WOONSOCKET – From wrecked rims to bodily injury, the claims for damages have come pouring into City Hall after a ruinous spate of winter weather that turned streets into pothole-ridden obstacle courses and sidewalks to skating rinks.
The City Council will consider at least 11 of them when the panel meets Monday, an unhappy collection of weather-related insults to walls, fences, motor vehicles and, in at least one case, a human being.
Through her lawyer, Betty Jo Jackson of Franklin informs the council that she was getting out of her car on Boyden Street on Jan. 29 when she took a spill on a sidewalk allegedly neglected by municipal cleanup crews.
“Due to accumulated ice and snow Ms. Jackson slipped and fell to the ground, hitting her head and injuring her right hip,” her lawyer, Keith Cardoza claims. “The full extent of her injuries are unknown.”
Unlike the slick prose of Jackson's professionally-crafted paperwork, most of the claims are written, often by hand, in plain, uncomplicated language by ordinary Joes looking for a little payback against Old Man Winter.
A trucker unwittingly slammed into a raised manhole cover hidden in a bank of snow as he cruised along Jillson Avenue on Jan. 26, bending a running board. A woman struck a gaping pothole on Diamond Hill Road on Feb. 9, damaging two of the rims on her car.
Another man watched in horror as a plow backed into a cement wall during a snow removal operation on Cumberland Hill Road, causing visible damage to the structure.
You can almost feel their pain. Take Lucille C. Dusseault, for example.
“I live at 86 Burrington St.,” she writes. “On 2-8-11 at 11:10 a.m. my car was parked in my driveway – a 2006 Hyundai. The snow plow came up Burrington St. and when it passed my driveway it sent a shower of chunks of ice over the rear part of my car as high as the roof. The damage is a broken tail light.”
The reimbursement requests range from $200 to $1,200, though a fair number of the aggrieved parties advise the city to expect formal appraisals or copies of repair invoices in the coming days.
None of the claimants should expect to get paid immediately, and some may never see any monetary relief for their woes – at least not from the city.
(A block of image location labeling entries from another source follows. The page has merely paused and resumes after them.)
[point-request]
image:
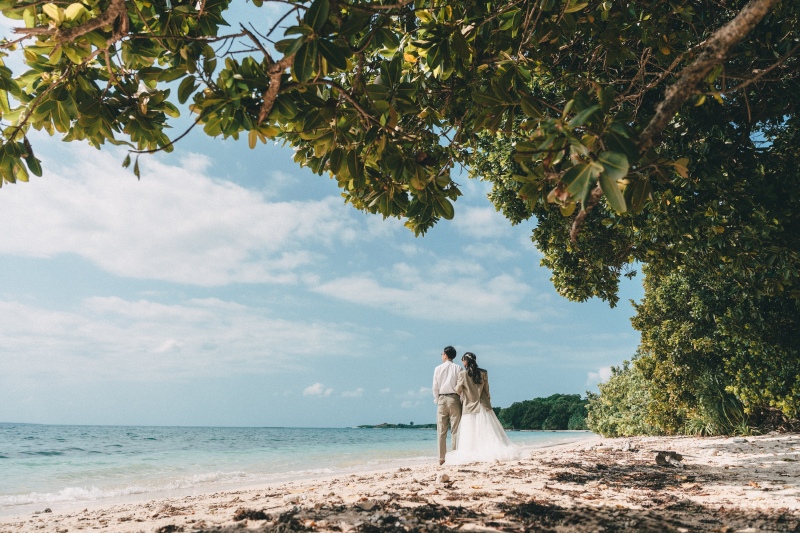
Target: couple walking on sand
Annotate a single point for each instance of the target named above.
(464, 405)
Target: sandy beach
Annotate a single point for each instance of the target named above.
(708, 484)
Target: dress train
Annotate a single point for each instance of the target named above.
(481, 438)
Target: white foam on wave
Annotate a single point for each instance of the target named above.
(94, 493)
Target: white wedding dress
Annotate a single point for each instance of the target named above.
(481, 438)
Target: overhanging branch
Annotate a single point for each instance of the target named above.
(713, 53)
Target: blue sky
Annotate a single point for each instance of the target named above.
(231, 287)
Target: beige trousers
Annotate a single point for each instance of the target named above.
(448, 413)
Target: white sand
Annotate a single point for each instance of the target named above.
(721, 484)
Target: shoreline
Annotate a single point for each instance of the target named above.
(722, 484)
(88, 495)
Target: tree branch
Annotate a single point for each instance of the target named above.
(577, 224)
(714, 52)
(275, 73)
(762, 73)
(116, 10)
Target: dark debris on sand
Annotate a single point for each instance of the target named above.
(574, 500)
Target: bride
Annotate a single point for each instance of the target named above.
(480, 434)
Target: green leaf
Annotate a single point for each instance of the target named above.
(529, 107)
(579, 178)
(583, 116)
(575, 6)
(284, 105)
(488, 100)
(317, 14)
(639, 194)
(443, 207)
(74, 11)
(186, 88)
(460, 45)
(377, 92)
(333, 54)
(615, 165)
(305, 62)
(612, 192)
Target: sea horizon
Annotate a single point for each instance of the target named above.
(69, 466)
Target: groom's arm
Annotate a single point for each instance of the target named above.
(486, 398)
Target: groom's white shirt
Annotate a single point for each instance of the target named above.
(445, 377)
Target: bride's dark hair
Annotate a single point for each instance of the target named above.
(473, 370)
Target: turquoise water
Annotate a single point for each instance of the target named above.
(52, 466)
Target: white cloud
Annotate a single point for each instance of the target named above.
(601, 376)
(358, 393)
(482, 223)
(454, 293)
(110, 338)
(177, 224)
(317, 389)
(489, 249)
(415, 398)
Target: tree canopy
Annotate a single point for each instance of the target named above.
(388, 97)
(656, 133)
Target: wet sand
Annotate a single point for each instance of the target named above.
(719, 484)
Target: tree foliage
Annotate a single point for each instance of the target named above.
(713, 360)
(621, 408)
(388, 97)
(559, 411)
(658, 133)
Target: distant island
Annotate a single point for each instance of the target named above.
(556, 412)
(411, 425)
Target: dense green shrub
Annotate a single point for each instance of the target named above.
(559, 411)
(621, 408)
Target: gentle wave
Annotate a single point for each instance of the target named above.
(63, 465)
(93, 493)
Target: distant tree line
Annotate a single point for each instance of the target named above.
(559, 411)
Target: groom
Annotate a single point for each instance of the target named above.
(448, 403)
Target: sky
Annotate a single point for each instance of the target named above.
(230, 287)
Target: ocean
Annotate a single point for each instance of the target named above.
(68, 466)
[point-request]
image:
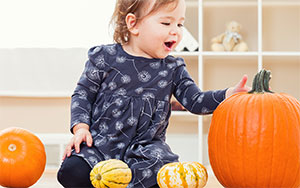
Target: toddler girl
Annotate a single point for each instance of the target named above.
(121, 106)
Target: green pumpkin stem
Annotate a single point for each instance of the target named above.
(261, 82)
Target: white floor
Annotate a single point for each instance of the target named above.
(48, 180)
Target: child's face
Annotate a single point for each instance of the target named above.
(161, 31)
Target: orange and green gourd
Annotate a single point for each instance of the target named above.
(22, 158)
(254, 138)
(111, 173)
(182, 175)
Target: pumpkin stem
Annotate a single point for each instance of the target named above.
(261, 82)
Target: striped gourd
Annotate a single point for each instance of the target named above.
(111, 173)
(182, 175)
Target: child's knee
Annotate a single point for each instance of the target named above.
(74, 172)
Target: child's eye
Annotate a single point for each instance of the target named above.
(165, 23)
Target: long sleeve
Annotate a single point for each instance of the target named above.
(86, 90)
(191, 97)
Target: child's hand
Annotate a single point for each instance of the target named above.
(240, 87)
(81, 134)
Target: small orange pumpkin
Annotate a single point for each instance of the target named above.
(22, 158)
(254, 138)
(182, 175)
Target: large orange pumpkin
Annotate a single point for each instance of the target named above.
(254, 138)
(22, 158)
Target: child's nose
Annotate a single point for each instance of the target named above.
(174, 31)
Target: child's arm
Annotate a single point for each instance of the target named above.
(195, 100)
(81, 134)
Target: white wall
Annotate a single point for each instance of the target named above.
(44, 43)
(54, 23)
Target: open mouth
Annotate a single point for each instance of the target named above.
(169, 44)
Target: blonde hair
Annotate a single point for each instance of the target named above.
(124, 7)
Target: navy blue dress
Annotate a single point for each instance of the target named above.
(126, 102)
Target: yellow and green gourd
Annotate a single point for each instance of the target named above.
(111, 173)
(182, 175)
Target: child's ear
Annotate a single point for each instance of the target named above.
(131, 22)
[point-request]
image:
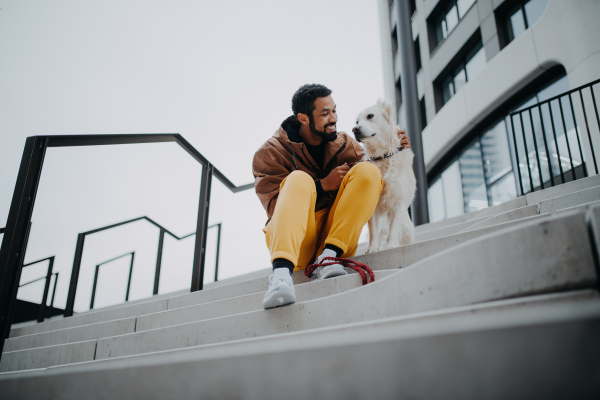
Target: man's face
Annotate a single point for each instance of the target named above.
(324, 119)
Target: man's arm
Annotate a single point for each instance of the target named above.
(268, 175)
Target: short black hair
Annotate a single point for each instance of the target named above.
(303, 100)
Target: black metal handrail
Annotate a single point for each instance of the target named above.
(543, 132)
(132, 254)
(16, 234)
(48, 278)
(161, 239)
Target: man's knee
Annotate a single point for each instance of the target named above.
(299, 179)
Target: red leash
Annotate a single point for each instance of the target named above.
(362, 269)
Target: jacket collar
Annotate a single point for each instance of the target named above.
(289, 135)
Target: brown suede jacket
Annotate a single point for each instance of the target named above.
(285, 152)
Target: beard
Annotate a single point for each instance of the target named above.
(330, 137)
While City Solicitor Joseph P. Carroll could not be reached, a spokesperson familiar with the city's policy on claims for weather-related damages says the City Council routinely forwards them to the city's insurance company for review.
If the insurance company determines that the city is liable, the company will send out an adjuster to determine how much should be paid, the spokesperson said.
To better their chances of being reimbursed, victims of nature's fury should file claims with their own insurance company, even if they're already going after the city for damages, the spokesperson advises.